Earlier this month, Atwater addressed forums in LaPush, Neah Bay, Port Angeles and Sequim.

The magnitude 9 quake that rocked Japan on March 11 happened in a continental plate boundary similar to the Cascadia Subduction Zone, which runs north and south in the Pacific Ocean about 75 miles offshore from LaPush.

A quake in the subduction zone happens, on average, every 500 years.

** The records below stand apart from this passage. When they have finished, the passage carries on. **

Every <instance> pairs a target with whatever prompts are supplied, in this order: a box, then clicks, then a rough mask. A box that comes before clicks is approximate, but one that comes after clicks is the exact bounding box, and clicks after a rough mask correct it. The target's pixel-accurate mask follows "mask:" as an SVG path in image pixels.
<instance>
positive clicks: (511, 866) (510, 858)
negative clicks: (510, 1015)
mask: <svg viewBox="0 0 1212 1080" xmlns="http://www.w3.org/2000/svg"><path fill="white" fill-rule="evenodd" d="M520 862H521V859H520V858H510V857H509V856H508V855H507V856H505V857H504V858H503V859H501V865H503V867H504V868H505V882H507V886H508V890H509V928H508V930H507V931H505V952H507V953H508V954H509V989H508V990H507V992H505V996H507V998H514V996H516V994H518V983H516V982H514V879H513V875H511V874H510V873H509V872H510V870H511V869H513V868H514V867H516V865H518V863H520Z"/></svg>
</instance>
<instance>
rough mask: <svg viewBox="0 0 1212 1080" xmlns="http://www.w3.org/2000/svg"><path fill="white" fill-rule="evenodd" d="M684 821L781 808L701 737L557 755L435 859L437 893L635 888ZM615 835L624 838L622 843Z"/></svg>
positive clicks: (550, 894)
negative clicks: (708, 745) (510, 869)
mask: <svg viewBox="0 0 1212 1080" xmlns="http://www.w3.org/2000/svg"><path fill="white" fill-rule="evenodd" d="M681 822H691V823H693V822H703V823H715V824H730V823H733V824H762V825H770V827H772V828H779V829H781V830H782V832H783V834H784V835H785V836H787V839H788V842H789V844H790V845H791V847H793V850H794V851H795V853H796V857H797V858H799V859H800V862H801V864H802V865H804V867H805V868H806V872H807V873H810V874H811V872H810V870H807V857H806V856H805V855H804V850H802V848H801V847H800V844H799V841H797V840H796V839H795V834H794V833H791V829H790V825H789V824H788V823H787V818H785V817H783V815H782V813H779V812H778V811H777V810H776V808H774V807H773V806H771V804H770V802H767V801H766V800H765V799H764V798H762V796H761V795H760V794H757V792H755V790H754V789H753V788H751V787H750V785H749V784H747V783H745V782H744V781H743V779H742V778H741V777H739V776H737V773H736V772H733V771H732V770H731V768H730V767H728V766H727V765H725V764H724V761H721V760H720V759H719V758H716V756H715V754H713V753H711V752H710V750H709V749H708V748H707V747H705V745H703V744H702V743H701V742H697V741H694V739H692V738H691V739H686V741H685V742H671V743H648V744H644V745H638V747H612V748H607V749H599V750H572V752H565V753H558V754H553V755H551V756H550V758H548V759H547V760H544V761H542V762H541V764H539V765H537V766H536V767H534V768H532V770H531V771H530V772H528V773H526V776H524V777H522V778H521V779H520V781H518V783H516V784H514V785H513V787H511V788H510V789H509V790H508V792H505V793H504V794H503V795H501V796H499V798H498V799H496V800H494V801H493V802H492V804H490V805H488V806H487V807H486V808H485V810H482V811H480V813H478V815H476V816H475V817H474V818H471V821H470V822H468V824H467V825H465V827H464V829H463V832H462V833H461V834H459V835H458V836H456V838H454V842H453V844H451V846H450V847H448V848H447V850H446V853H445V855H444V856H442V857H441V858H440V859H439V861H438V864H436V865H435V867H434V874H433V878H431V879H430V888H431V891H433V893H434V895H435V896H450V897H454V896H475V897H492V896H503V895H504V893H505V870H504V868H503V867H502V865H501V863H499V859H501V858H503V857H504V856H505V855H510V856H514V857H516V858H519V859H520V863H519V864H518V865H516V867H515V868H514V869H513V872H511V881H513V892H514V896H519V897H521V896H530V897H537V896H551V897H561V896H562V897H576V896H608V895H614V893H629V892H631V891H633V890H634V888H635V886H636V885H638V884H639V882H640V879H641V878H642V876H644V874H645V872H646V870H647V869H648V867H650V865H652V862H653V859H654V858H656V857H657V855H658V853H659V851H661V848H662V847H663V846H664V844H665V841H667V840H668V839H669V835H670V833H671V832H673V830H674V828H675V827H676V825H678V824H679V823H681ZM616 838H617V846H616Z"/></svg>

Atwater’s research found that the last 500-year subduction zone quake happened Jan. 26, 1700, creating a tsunami that was probably 10 feet above the high-tide line.

Atwater said at the Port Angeles forum March 10 that when the next earthquake hits the Cascadia subduction zone off the coast of Washington state, Neah Bay residents will have a little more than a half-hour to get to higher ground, while Port Angeles residents will have about an hour and a half and Port Townsend residents about two and a half hours.

Tognazzini will present tsunami research performed by Marley Iredale, a former Sequim High School student who did research in Discovery Bay in 2008 and 2009 and found signs of nine tsunamis over the past 2,100 years.

Iredale is now attending college at Washington State University in Pullman, Tognazzini said, and could not present her research herself.

Her study, “Evaluating Tsunami Risk in Discovery Bay, Wash.,” was based on some 500 hours studying sand beds under Discovery Bay.

Her research suggests that tsunamis have hit Discovery Bay about twice as often as the 500-year tsunamis formed by the subduction zone earthquakes in the Cascadia Subduction zone.